One of the co-founders of the femme-focused, Internet-based art movement, Cybertwee, May Waver's work centers on championing the societally ascribed ideals of femininity (i.e. softness, romanticism, embracing the emotional), and reframing them as qualities of strength. And while she's been on our radar thanks to her ASMR-centric videos for a while now, with the opening of Cybertwee's first IRL solo show, Float dreams = 4D*cosradiansflower+sky;, it seems like an appropriate time for us to revisit her body of work for this round-up.
On a similar bent, poet/artist Lora Mathis is creating works that celebrate the idea of "radical softness," which posits that sharing your emotions is the ultimate political power move in a society that puts a premium of masculine stoicism. Creating image series that combine rich colors, floral motifs and luxe textures with salient statements, her work encourages everyone to embrace their feelings and healing process sans trepidation or self-judgment.
Multimedia artist RAFiA Santana's work focuses on the oft-stigmatized topics of mental illness, sexual empowerment and appeal, all contextualized by her identity as a black woman. Tackling topics that straddle the external, the internal and all the gray areas in between, her projects -- which range from candy-colored gifs to cartoon self portraits -- not only rethink selfie culture, but the entire idea of what it means to be a woman of color in the digital age.

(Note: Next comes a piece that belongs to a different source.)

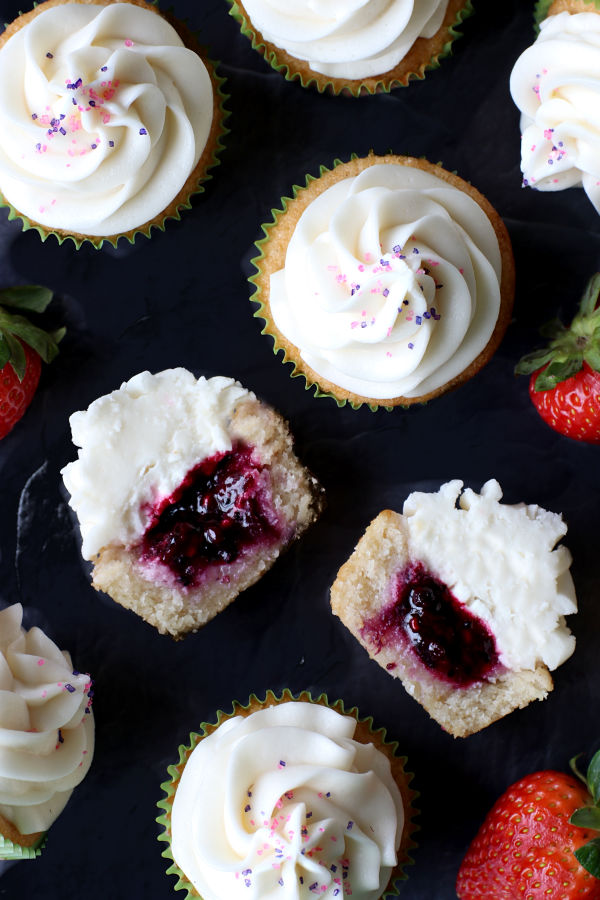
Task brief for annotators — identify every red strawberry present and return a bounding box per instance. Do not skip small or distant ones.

Recent MICA grad Luisa Rodriguez (aka RipGirl) combines her love of '90s pop culture with her experience growing up as a Latina in her multimedia practice, which spans everything from animation to illustration. Inspired by everything from Bonne Bell LipSmackers to Buffy The Vampire Slayer, Rodriguez's practice unapologetically revels in the "girly," balancing pink drawings and mall motifs with a sharp Daria-esque humor and eye for detail. Definitely an emerging talent to watch out for.